今日からキミと


この家庭教師、危険です[2/7]



 










「あらー!あなたが柊也くん?どうも、朱美の母ですー」

「榛名柊也です。至らない点もあるかと思いますが、よろしくお願いします」

「いえいえ。うちの子も迷惑かけるかもしれないけど、よろしく頼むわね」

「はい」


妙にハイテンションのお母さんに、微笑む榛名柊也。2人の玄関でのやりとりに、わたしは思わず顔を引きつらせた。

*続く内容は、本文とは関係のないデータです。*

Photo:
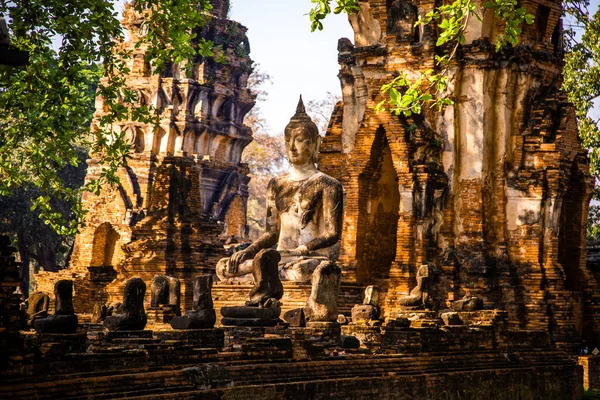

「それにしても、よかったわね朱美!柊也くんイケメンで!」

「え、あ、うん…そうだね」

「ははっ、口が上手いなあお母さんは」





そんなくだらない会話を終えて、わたしたちは二階にあるわたしの部屋に向かった。


「これ、2人で食べてね」


部屋の前に着き、わたしはお母さんに手渡されたお菓子と飲み物を受け取る。


「じゃあ、ビシバシやってあげてちょうだいね」


笑顔でそう言い残し、お母さんは下の階へ降りて行った。

またお母さんはそうやって余計なことを言って……
そう思い深いため息をつくと、突然「なあ、」と声をかけられて。思わずビクリと反応してしまった。


「…な、なんですか…?」

「いや、部屋入らないのかなーと思って」

「へっ、あ、ああ…」


頷きつつ手をドアに掛けて止まる。やっぱりいくら助けてくれた…いわば恩人とも言える人だとしても、さすがに若い男の人を自室に入れるのには抵抗がある。